La "nature" est bien sûr une création culturelle.
C'est une idée créée pour exprimer un point de vue sur l’environnement humain. Mais un point de vue au sens fort de l’expression : une prise de position, une interprétation.
La nature est donc une idée éminemment culturelle, mais aussi très confuse. Car le mot nature emporte une lourde charge d’imaginaire.
Ne peut-on pas dire que, pour nos générations, celles qui voient reculer les espaces immémorialement végétalisés devant l’emprise croissante du béton et de l’urbanisation, la nature évoque des images du passé où les paysages verdoyants traditionnels n’avaient pas encore été bouleversés par des techniques humaines agressives ?
Ce qui permet de rendre compte que, de cette confusion liée aux investissements imaginaires subjectifs, émerge une valeur unanimement positive : la nature est ce qui mérite d’être protégé.
Mais du même coup la nature est l’objet d’un investissement régressif : elle traduit un désir de retour au passé, elle exprime un sentiment de nostalgie.

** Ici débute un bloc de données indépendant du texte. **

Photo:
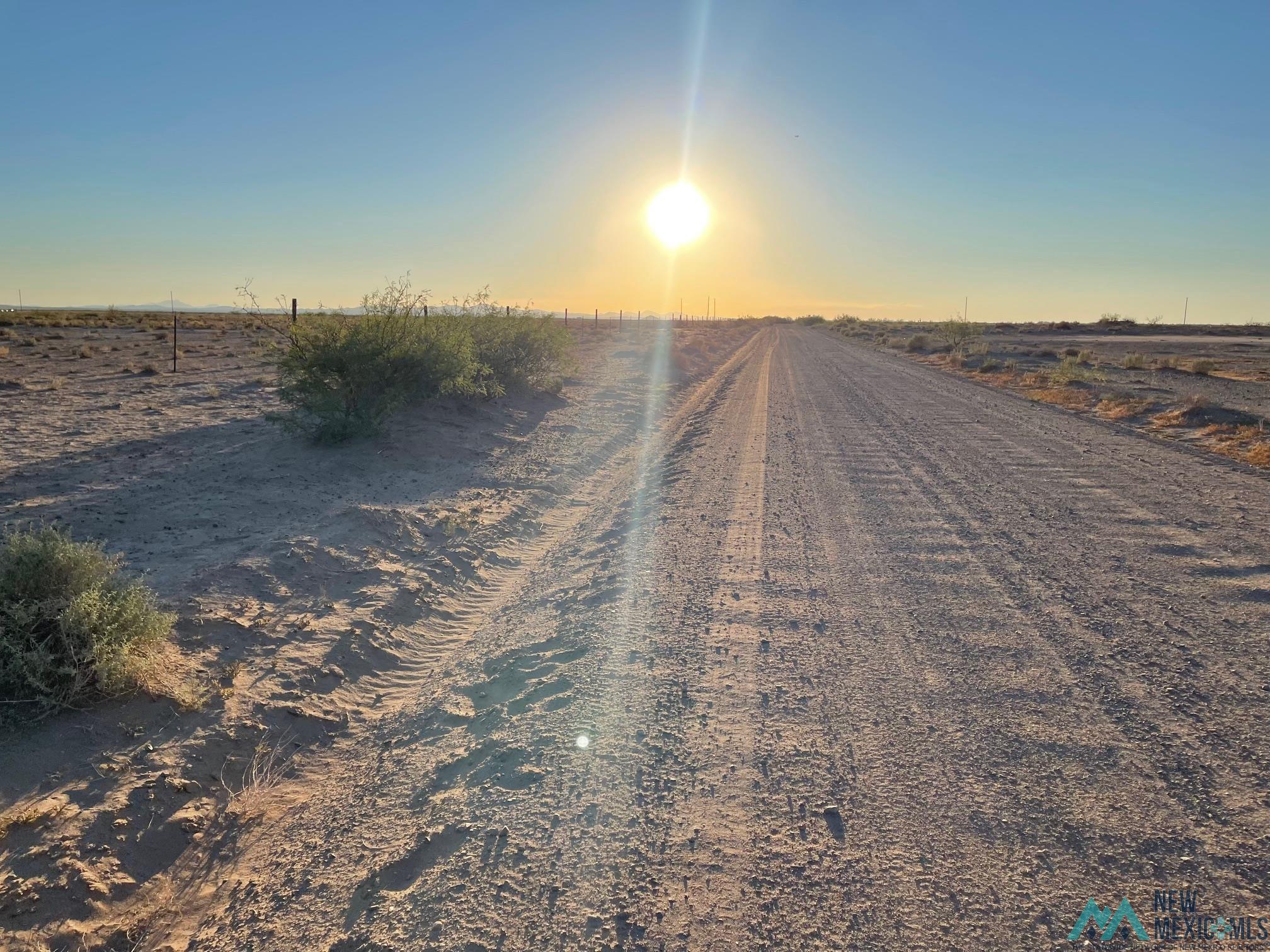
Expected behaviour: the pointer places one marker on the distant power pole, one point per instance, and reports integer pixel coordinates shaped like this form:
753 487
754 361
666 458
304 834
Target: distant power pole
172 302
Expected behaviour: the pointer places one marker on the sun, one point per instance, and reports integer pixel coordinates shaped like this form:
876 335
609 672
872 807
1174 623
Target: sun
677 215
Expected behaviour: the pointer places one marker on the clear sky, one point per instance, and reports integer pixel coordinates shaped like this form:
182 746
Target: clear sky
886 159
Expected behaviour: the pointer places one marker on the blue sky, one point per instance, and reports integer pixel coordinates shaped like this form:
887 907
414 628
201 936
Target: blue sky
1048 161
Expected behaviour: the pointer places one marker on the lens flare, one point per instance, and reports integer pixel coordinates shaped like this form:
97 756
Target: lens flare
677 215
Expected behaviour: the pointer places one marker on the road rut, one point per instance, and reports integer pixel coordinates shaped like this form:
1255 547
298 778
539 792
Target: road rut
865 657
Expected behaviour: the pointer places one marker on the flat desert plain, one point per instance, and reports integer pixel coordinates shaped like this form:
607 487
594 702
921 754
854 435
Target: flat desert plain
756 637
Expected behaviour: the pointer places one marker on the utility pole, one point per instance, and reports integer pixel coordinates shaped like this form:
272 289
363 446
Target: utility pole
172 302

On peut même débusquer dans l’idée de nature un parti pris de refus de l’histoire.
Or, jamais on ne retrouve le passé, pas plus qu’on arrête l’histoire.
L’amour de la nature est un amour vain.
Cette impuissance de l'idée de nature pourrait bien permettre de rendre compte de la curieuse ambivalence pratique des hommes. Ils se repaissent de litanies nostalgiques, d’images, de films, sur une nature éternelle ; mais pratiquement, dès que le choix s’impose, ils choisissent la technique. Ils bétonnent leur cour plutôt que de faire la chasse aux mauvaises herbes, etc.
L’homme investit pratiquement la technique et fantasmatiquement – disons rêveusement pour être indulgent – la nature.
Cela se traduit par ce qu’on pourrait appeler le paradoxe du film animalier ; toutes les techniques sont bonnes pour pénétrer les secrets des comportements naturels : injecter un somnifère à l’animal à la carabine, implanter un puce radio sous son épiderme, etc. Le cinéaste, ou photographe, animalier est un technicien, souvent très sophistiqué, du rêve de la non technique.
La vérité est que l’espèce humaine est l’espèce qui se donne des prises sur son environnement par créations techniques.
Son problème n’est pas de se rêver autre qu’elle n’est. Elle n'est pas faite pour être installée dans une nature pérenne. Elle est lancée dans l'Histoire. Son problème est de savoir, étant assurés les moyens de survie, quelle fin elle vise dans l'Histoire, pour quels buts elle met en œuvre ses techniques.
Cela laisse la possibilité de finalités de l’activité humaine qui ne provoquent pas, en retour, de pathos naturophile sans issue.
Il faut examiner la possibilité d’une activité des hommes – forcément technique – qui les réconcilie avec eux-mêmes, et donc avec leur environnement.